Centrum walki powoli przesuwało się na otwarte morze, gdzie każda z wałczących stron miała więcej miejsca do manewrowania, podczas przegrupowywania. Pochłonięci wzajemnym niszczeniem, odwieczni wrogowie zapomnieli o trzcinowym statku i jego załodze. Zmagania trwały pomimo ponoszonych wielkich strat, nikt nie chciał zrezygnować z chęci zapanowania nad innymi mieszkańcami wodnych głębin. Doskonale było to widoczne z pokładu statku, a z orbity wręcz idealnie i z tej perspektywy można było ocenić ich wielkość. Dopiero późnym wieczorem dało się zaobserwować wykrwawienie i wyczerpanie stron, co skutkowało zmniejszeniem intensywności zmagań.

Nowy człowiek w przeciwieństwie do swojej partnerki i wilczałów pomimo zmęczenia nie zaniechał wypatrywania zagrożeń ze strony maruderów, dezerterów i nie podziwiał krwawego widowiska. Pospiesznie oceniał stan jednostki i kiedy morze cofnęło się podczas odpływu, zszedł na skały, by sprawdzić, czy nie doszło do zniszczeń poniżej linii wodnej.

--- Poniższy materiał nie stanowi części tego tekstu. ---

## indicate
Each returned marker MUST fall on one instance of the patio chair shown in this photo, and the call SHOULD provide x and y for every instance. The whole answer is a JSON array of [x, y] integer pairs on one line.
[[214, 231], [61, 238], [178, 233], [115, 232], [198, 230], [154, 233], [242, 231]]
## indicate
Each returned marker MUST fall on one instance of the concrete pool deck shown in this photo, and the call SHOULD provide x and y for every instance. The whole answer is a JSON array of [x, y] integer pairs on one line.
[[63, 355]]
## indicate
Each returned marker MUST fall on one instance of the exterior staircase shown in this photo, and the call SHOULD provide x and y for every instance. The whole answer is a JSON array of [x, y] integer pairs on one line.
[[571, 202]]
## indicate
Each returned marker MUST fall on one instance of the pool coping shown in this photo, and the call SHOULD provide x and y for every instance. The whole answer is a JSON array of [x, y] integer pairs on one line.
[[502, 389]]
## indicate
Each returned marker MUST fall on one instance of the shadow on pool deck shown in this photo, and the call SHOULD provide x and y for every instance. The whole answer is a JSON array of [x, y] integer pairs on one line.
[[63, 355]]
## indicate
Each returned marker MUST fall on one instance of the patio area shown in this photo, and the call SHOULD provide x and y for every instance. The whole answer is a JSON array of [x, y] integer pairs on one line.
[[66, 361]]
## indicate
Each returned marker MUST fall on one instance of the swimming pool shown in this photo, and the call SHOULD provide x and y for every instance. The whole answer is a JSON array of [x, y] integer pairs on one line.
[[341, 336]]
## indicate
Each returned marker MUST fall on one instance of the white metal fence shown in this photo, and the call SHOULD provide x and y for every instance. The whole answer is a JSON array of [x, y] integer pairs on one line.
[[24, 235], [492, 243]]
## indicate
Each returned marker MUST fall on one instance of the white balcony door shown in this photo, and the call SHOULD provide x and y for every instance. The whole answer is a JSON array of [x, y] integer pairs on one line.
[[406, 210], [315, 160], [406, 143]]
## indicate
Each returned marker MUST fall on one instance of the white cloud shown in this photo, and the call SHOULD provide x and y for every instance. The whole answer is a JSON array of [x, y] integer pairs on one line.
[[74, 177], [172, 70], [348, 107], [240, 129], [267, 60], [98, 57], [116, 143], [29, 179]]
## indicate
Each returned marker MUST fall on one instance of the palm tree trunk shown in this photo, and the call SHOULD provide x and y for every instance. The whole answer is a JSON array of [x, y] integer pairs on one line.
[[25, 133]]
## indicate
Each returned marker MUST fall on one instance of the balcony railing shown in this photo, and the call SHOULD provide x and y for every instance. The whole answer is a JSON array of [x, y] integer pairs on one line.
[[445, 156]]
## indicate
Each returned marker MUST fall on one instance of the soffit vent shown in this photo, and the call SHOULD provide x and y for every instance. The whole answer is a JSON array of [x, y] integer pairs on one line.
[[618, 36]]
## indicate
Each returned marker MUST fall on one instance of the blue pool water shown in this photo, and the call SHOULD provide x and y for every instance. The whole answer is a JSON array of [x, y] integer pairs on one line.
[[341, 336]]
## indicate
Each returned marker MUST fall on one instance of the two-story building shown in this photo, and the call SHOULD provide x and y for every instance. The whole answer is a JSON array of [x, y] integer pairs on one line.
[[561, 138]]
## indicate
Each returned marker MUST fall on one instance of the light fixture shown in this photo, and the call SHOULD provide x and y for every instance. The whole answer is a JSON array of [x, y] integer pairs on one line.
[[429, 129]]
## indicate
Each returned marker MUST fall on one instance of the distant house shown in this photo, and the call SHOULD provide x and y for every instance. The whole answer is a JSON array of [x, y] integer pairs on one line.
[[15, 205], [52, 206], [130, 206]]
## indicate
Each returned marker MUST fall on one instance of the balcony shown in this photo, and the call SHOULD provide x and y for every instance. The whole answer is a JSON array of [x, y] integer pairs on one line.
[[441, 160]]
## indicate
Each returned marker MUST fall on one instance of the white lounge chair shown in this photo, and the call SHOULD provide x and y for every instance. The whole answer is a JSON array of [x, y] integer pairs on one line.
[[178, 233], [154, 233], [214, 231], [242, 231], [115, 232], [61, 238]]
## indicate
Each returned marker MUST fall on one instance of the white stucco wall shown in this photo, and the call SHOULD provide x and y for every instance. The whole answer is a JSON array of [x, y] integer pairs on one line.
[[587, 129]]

Kiedy nie dostrzegł większych uszkodzeń i upewnił się, że statek zdolny jest do dalszego rejsu, pozwolił sobie na chwilę relaksu. Wtedy pierwszy raz przyjrzał się żyjątkom wegetującym w miejscu wpływów i sadząc po występującym bogactwie i różnorodności cześć z nich musiała być jadalna, lecz w obecnej chwili swoimi spostrzeżeniami nie chciał dzielić się ze strażnikiem, skupionym na obserwacji oddalającego się od nich pola walki.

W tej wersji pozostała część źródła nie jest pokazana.